Things do get a little better once you take this action once. It's still going to cost your opponent 3 actions to pick up and play the replacement seed but if they place it near your bird you can spend a mere 2 actions to move and capture the seed, and one of those would have been used picking up a seed from the supply anyway. This is action positive in a 2 player game, and pretty much means your opponent will avoid playing a seed in range of your bird, which can give you a fair amount of area control which seems like it could be pretty nice. But in the 4 player game it still seems fairly bad. You're costing one opponent 3 actions and yourself 1 action. With 3 opponents this is actually neutral, and you may well be able to target the 'leader' or to spread out the pain.

The rabbit takes an extra action investment up front, but costs your opponent an extra action when you eat a vegetable. This seems great in a 2 player game, and does swing things into the efficient category in a 4 player game, assuming you get to eat enough vegetables to make it worthwhile. Unfortunately I don't think that's going to actually happen. It's possible to both water and harvest a given seed in the same turn, and they'd both chain the same way, so it's actually pretty rare for vegetables to just sit around on the board. Maybe it would happen when there are no rabbits in play but once someone spends the time to make a rabbit it feels a lot less likely to happen. Especially since animals move in a straight line and are blocked by objects they can't eat!

Having a bird or rabbit in play near your stuff does cause you to play differently, so just the threat of an animal attack probably has some value. But with the 8 token limit it felt hard to pull off. In order for the threat to stay viable you need to spend one token on the animal, and you need to keep a couple tokens off board in order to threaten the steal. This drastically limits your ability to build up a good water/harvest chain, especially if you also spend a token on your other special tile. Oh, and that other special tile is the one that gives +3 points for nearby harvests and also protects adjacent seeds from enemy birds. So even if the bird is a strong play there is a limited but direct counter to it.

My feeling after two plays (both 4 player games) is the animal just isn't good enough. On the other hand each game had one player make a rabbit and that player did win both games (once myself, once Duncan) so maybe there's more going on there. I don't think Duncan even ate anything with the rabbit, but the threat of the rabbit did cause Sara to avoid watering some seeds on a turn and I think that may have been the difference between them in the end?

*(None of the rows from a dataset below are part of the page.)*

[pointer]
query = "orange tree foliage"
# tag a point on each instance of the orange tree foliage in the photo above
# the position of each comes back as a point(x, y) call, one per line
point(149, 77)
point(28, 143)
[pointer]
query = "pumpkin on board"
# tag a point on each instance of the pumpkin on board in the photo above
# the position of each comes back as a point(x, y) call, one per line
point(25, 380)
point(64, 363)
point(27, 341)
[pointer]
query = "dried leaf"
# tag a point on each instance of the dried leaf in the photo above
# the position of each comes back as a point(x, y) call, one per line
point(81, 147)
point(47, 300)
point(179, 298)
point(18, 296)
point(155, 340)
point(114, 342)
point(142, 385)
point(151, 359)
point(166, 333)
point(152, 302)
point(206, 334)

There's also a set collection system of end-game bonus points in play and I think using the animals as set denial might be strong, especially in a 2 or 3 player game. There are 10 of each seed type in the 4 player game and in the game today we split the 1 seeds up 4-3-2-1. If someone had managed to eat Duncan's single 1 seed he would have lost the 15 point bonus for the full set which would have been a bit of a blowout. He probably could have found a way to animal back someone else's 1 at some point, but that probably would have cost a lot of extra actions and slowed him down.

I can imagine playing this game with Andrew... Both of us would have birds in play with 4 or more of our 8 control tokens on them because we'd just be eating each other's seeds without taking them for our own. OM NOM NOM!